Raul Castro, 75, has not appeared in public either, adding to the uncertainty over the political future of one of the world's last communist outposts. "We hope he (Fidel) gets better.
For all oppressed people, Cuba is an example that socialism is possible," said Juan Carlos Cruz, a Bolivian studying medicine in Cuba for free. Students bused to the show held Cuban, Venezuelan and Bolivian flags.
Fidel was 32 when he led his 1959 revolution to victory and has become an old man while ruling the island for 47 years. He is the last of the key Cold War era figures on the world stage and has survived through the administrations of 10 US presidents, despite their long efforts to oust him from power.

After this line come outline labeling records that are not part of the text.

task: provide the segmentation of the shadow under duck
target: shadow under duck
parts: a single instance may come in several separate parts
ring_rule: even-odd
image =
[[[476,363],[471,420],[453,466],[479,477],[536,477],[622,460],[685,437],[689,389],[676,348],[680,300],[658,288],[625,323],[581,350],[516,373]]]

Venezuelan President Hugo Chavez, Castro's closest ally in Latin America, said on Saturday he would go to Havana, with gifts and a cake in hand, to celebrate Castro's birthday, but had not yet been seen.
During Sunday's concert, musicians performed on the "Anti-Imperialist Stage" opposite the US diplomatic mission on Malecon boulevard. Since Castro's surgery, US President George W Bush has urged Cubans to push for a democratic government.
But at the same time, the White House, caught up in a campaign against illegal immigration, has urged Cubans not to hop in boats and cross the 90 miles of water to Florida.